‘Holda, tell me.’
At that she stiffened, raised her head, eyes flashing.
‘That is not my name.’
I tried to touch her hair in apology, press a kiss to her cheek but she pushed me away.
‘That hasn’t been my name for centuries.’
She rose again, pacing before the fire. Her blackened soles, the cracked nails, seemed all the more horrifying paired with her delicate dress, as flimsy as a shift. She looked like a thing of fairy tales, something wild and cunning disguised in silks. I remembered the first time she had come to my family’s home, the way she had sat in my father’s study like a panther I had seen in the Berlin Tiergarten, all coiled action and whip-sharp reflexes. A predator biding its time.
‘Call me what I am. What you have always known me as.’
My mouth was dry. ‘Witch?’
She sneered, pleased at my guess. ‘As they know and fear me across the land. That is more who I am than that girl. She never got to find out who else she might be.’
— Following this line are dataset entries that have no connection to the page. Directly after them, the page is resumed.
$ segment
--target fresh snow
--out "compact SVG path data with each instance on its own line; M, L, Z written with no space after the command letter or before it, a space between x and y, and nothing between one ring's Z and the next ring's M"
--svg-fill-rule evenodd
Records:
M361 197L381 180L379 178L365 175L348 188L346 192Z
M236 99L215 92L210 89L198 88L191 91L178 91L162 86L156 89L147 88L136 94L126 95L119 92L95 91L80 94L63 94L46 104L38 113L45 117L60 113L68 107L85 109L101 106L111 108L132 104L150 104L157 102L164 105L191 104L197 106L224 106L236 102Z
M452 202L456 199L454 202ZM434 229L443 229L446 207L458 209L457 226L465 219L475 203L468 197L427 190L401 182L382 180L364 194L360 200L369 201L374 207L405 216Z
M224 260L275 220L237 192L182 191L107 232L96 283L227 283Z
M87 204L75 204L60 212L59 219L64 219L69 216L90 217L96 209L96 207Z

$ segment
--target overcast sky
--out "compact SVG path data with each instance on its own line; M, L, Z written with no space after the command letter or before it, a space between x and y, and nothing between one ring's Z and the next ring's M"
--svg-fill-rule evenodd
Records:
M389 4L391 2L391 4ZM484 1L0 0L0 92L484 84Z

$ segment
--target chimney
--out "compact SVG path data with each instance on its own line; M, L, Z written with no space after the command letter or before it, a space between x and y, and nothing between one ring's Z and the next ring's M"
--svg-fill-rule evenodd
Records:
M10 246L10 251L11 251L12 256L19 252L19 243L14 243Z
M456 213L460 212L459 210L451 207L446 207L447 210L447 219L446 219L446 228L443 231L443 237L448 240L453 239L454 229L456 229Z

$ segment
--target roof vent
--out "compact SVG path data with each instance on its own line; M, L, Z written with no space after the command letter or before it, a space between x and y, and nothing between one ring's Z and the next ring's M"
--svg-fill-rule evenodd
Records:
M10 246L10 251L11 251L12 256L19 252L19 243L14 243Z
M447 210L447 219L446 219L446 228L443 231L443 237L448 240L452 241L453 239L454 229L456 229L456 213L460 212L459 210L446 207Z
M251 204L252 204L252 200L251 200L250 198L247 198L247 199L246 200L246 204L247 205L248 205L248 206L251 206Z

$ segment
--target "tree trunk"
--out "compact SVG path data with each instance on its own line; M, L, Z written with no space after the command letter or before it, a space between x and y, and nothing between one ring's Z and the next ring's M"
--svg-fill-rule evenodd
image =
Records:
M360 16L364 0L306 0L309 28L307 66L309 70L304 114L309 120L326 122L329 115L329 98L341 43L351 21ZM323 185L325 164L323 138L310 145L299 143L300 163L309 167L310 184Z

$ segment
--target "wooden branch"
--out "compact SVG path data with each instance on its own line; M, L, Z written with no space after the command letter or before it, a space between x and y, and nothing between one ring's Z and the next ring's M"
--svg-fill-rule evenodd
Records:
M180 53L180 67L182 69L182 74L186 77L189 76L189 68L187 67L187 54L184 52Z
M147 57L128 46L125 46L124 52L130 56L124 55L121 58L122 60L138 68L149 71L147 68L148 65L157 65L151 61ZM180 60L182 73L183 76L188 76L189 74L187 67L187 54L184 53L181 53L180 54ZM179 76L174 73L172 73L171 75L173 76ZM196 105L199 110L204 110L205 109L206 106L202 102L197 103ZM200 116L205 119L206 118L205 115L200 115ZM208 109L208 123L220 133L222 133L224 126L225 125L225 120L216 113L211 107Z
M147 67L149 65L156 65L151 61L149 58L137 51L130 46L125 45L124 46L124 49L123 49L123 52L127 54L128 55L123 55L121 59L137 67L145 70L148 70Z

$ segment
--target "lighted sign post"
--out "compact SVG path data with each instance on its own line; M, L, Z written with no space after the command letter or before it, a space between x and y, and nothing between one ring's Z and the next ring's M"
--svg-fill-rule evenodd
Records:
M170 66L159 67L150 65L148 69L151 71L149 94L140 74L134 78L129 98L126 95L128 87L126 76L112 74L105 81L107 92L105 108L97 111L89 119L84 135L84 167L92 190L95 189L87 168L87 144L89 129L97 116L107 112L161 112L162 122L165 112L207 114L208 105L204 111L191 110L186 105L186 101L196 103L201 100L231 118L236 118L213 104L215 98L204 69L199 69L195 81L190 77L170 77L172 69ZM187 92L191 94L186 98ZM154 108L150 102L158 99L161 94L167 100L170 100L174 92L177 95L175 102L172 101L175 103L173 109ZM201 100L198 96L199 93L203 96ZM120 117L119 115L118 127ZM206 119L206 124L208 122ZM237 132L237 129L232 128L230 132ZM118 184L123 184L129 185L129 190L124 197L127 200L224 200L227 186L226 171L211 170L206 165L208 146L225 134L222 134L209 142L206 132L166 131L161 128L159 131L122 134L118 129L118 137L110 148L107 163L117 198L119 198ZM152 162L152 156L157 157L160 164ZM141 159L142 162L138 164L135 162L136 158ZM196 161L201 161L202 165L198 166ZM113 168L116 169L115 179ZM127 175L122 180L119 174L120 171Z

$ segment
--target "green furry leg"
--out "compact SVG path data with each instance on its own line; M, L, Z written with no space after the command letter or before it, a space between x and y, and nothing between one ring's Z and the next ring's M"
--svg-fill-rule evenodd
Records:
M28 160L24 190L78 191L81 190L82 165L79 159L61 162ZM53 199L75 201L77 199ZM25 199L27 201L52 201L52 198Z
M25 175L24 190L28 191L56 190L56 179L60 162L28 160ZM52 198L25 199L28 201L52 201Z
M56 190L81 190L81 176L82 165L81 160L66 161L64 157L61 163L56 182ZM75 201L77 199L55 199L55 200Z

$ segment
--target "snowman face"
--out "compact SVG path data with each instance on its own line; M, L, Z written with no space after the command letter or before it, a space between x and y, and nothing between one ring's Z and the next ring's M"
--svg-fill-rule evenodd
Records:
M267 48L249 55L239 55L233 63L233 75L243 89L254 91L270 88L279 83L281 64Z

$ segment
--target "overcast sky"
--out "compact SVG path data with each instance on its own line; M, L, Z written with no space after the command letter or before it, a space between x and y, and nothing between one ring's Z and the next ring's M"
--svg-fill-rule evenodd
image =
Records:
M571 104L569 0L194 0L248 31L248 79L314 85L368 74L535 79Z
I reached for her again, and she drew back sharply. The threads between us were so fine, so fragile I didn’t dare test their strength any further.
I let my hand fall. ‘Perhaps you could find out now who else you could be. With me.’
‘You don’t understand.’
‘Then tell me.’
‘Mina.’ She cupped my face in her calloused hands. ‘Stop digging. You will not like what you find.’
My cheeks burned too hot and I felt as though she could see my transgression writ plain across my face.
I said nothing more and we salvaged something of the evening, but I spent each moment watching her from the corner of my eye.
I had to know. Whatever it would cost me, I had to know.
XIX
Market day transformed the village into a bustling centre. While I was not welcomed, neither was I driven away; everyone had their own business to attend to. I tacked myself onto the end of the row of sellers, spreading out a piece of tarpaulin on the road and laying out my herbs and barks and teas and powders. I had wondered if I might see Wolf, if she remained in the village – but I saw nothing. Whether she was here or not, I was hardly someone she would want to seek out.
After so long in the isolation of the castle, the market was overwhelming. Everything was on offer: travelling tinsmiths parked their carts to mend pots and cobblers sat outside their shops to patch soles; tailors sewed buttons and haberdashers sold ribbons and reams of lace; butchers skinned glossy rabbits and farmers unloaded crates of potatoes and cabbages and spinach; spinsters with bags of dyed and raw yarn and chandlers selling bundles of tallow and wax candles. Like pilgrimage to a shrine, people from up and down the valley and beyond, farmers and crofters and foresters, had all made their way into the village perhaps for the first time in a month or more.
Most ignored me. But curiosity or ignorance got the better of more than one, and I had a slow but steady stream of women buying painkillers, fever tonics, teas for colicky infants and infirm elderly relatives. More than one crossed themselves before and after dealing with me, but I sold my wares all the same.
It was an uneventful day, marked only by a goat getting loose from its tether and running through a stand of turnips before being caught, the lesser disaster of the baker burning a batch of loaves, and the dressmaker carrying a vast bolt of velvet through the crowds like the pied piper leading half the townswomen behind her. After my fraught evening with the Witch it was almost a relief to do something so mundane.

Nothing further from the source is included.